Theoliptos, Metropolitan of Philadelphia: Texts
1. When the intellect turns away from external things and concentrates on what is within, it is restored to itself; it is united, that is to say, to the principle of its own consciousness, and through this principle naturally inherent in its own substance it devotes itself entirely to prayer. By means of prayer it ascends with all its loving power and affection to the knowledge of God. Then sensual desire vanishes, every pleasure-inciting sense becomes inert, and the delectable things of earth cease to have any attraction. For once the soul has put behind it all that pertains and is endemic to the body, it pursues the beauty of Christ, engaging in works of devotion and of mental purity. It sings aloud, 'The virgins that follow Him shall be brought to the King' (cf Ps. 45:14. LXX). With Christ's image ever before it, it exclaims, 'I have set the Lord always before me, for He is at my right hand' (Ps. 16:8). It cleaves to Christ with love and cries, 'Lord, all my desire is before Thee' (Ps. 38:9). It continually contemplates Christ, uttering the words, 'My eyes are ever towards the Lord' (Ps. 25:15). Discoursing with Christ in pure prayer it is filled with delight and joy, in accordance with the Psalmist's words, 'My discourse with Him will be full of delight, I will rejoice in the Lord' (Ps. 104 : 34). For God welcomes the discourse born of prayer, and when He is lovingly invoked and called to our aid. He bestows inexpressible joy on the beseeching soul. For when the soul brings God to mind in the discourse of prayer, it is gladdened by the Lord: again as the Psalmist says, 'I remembered God and was gladdened' (Ps. 77:4. LXX).
2. Spurn the senses and you will quell sensual pleasure. Spurn mental fantasies of delectation and you will quell self-indulgent thoughts. For when the intellect remains free from fantasy and image, not permitting itself to be shaped or stamped either by the taints of sensual pleasure or by thoughts full of desire, then it is in a state of simplicity; and transcending all sensory and intelligible realities, it concentrates its vision on God. Its sole activity is to invoke the Lord's name in the depth of itself with continuous recollectedness, as a child repeats the name of his father: as it is said in the Scriptures, 'I will invoke the name of the Lord before you' (Exod. 33:19). And as Adam, molded by God's hand from dust, became through divine inspiration a living soul, so the intellect molded by the virtues and repeatedly invoking the Lord with a pure mind and an ardent spirit, is divinely transformed, quickened and deified through knowing and loving God.

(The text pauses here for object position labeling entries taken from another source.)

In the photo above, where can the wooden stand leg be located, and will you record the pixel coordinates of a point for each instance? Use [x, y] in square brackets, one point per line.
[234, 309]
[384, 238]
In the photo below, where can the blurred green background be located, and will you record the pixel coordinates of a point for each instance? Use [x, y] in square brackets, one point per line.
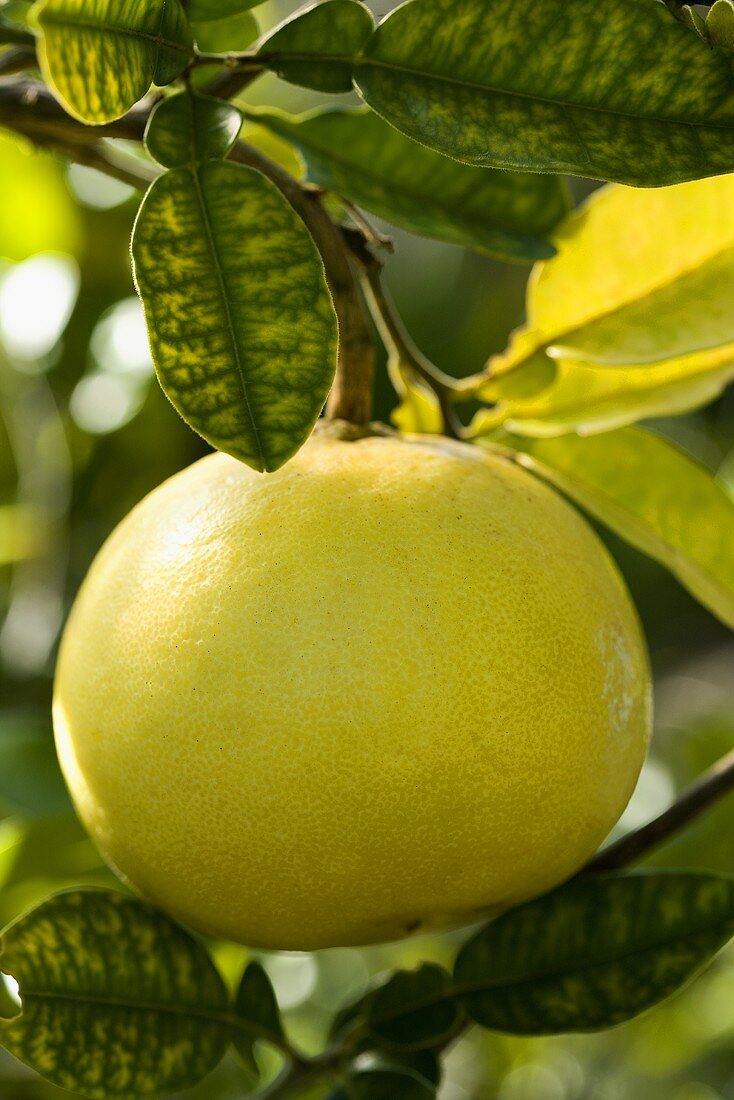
[85, 432]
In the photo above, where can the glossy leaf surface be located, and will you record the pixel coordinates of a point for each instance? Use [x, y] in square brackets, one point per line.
[593, 953]
[598, 88]
[318, 45]
[358, 155]
[118, 1001]
[100, 56]
[241, 323]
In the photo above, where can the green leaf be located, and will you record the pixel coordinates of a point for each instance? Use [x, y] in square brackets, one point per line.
[601, 88]
[317, 47]
[592, 399]
[655, 496]
[256, 1009]
[100, 56]
[118, 1001]
[189, 129]
[354, 154]
[226, 35]
[386, 1085]
[594, 953]
[210, 11]
[720, 24]
[241, 323]
[414, 1009]
[31, 781]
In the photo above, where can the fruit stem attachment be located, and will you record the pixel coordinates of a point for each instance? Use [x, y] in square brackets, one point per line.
[403, 353]
[712, 785]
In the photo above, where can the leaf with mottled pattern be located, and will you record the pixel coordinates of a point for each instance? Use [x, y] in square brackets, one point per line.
[100, 56]
[242, 328]
[317, 46]
[414, 1009]
[355, 154]
[593, 953]
[118, 1002]
[601, 88]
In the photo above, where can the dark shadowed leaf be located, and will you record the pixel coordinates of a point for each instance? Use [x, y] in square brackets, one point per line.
[595, 87]
[258, 1012]
[240, 319]
[118, 1001]
[355, 154]
[415, 1009]
[655, 496]
[230, 34]
[593, 953]
[31, 781]
[189, 129]
[317, 46]
[100, 56]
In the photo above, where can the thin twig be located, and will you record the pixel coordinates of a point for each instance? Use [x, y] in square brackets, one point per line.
[232, 80]
[712, 785]
[30, 109]
[400, 344]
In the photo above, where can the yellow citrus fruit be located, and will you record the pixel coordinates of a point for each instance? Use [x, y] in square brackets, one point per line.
[391, 686]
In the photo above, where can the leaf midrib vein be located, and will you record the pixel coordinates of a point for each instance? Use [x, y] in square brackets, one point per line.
[228, 314]
[468, 989]
[416, 196]
[561, 105]
[190, 1012]
[127, 32]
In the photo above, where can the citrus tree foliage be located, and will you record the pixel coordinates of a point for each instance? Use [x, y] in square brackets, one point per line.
[472, 110]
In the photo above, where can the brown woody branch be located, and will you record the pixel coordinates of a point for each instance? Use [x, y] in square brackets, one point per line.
[712, 785]
[29, 108]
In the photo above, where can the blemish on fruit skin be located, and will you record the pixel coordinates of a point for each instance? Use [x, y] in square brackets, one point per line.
[272, 738]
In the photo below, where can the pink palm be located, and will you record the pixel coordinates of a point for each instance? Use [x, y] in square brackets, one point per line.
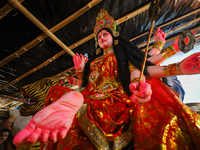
[52, 122]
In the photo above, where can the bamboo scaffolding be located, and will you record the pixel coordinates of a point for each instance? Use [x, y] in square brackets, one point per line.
[16, 105]
[6, 9]
[184, 16]
[175, 37]
[75, 45]
[37, 40]
[176, 29]
[7, 104]
[72, 47]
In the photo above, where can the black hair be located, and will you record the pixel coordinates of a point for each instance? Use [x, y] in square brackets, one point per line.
[5, 130]
[125, 52]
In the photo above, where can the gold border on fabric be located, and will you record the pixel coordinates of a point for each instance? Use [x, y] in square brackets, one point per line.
[97, 138]
[122, 141]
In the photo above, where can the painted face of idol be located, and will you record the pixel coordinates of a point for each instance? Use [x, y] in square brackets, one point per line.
[3, 136]
[105, 39]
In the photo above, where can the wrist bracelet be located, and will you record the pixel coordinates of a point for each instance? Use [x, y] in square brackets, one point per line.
[80, 74]
[136, 80]
[172, 70]
[158, 44]
[168, 52]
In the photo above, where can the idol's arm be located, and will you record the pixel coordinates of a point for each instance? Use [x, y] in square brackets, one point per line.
[165, 54]
[159, 38]
[141, 93]
[79, 64]
[188, 66]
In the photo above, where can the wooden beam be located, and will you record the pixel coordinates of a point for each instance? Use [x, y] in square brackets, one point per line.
[184, 16]
[74, 46]
[37, 40]
[134, 13]
[175, 37]
[171, 31]
[6, 9]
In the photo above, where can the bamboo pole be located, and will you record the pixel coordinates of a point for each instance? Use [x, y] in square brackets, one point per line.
[37, 40]
[6, 9]
[71, 47]
[176, 29]
[7, 104]
[31, 44]
[184, 16]
[40, 25]
[16, 105]
[76, 44]
[175, 37]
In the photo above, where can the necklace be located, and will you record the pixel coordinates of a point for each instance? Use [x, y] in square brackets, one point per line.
[106, 50]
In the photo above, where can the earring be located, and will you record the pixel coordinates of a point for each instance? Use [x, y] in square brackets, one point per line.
[98, 51]
[116, 42]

3. If through sincere, continual prayer you stand aloof from desire for earthly things, if you repose not with sleep but through abandoning concern with everything except God, being steadfastly rooted solely in mindfulness of God, you will establish in yourself, like another helpmate, love for God. For the cry of the prayer that rises from within you releases divine love; and divine love awakens the intellect, revealing to it what is hidden. Then the intellect, united with love, gives birth to wisdom, and through wisdom proclaims the esoteric meaning of things. For the divine Logos, invoked in the cry of the prayer that rises from within you, lays hold of the noetic power of the intellect as though it were Adam's rib and fills it with divine knowledge; and in its place, bringing to perfection your inner state. He confers the gift of virtue. Next He vivifies light-generating love and brings it to the enraptured intellect as it sleeps a sleep free from all desire for. anything earthly. Love appears as another helpmate to the intellect liberated from mindless attachment to sensory things; it is because of this that it awakens the intellect, now in a state of purity that permits it to embrace the words of wisdom. Then the intellect, gazing on love and filled with delight, speaks at length to others, disclosing to them the hidden dimensions of virtue and the unseen operations of divine knowledge (cf Gen. 2:18, 21-23).
4. Stand aloof from all things sensory, abjuring the law of your unregenerate self, and the spiritual law will be engraved on your mind. As, according to St Paul, the spiritually awakened do not implement the desire of the flesh (cf. Gal. 5:16), so he who stands aloof from the senses and from sensory things - stands aloof, that is to say, from the world and the flesh - is energized by the Spirit and meditates on the things of the Spirit. One can learn of this from God's relationship with Adam prior to the fall.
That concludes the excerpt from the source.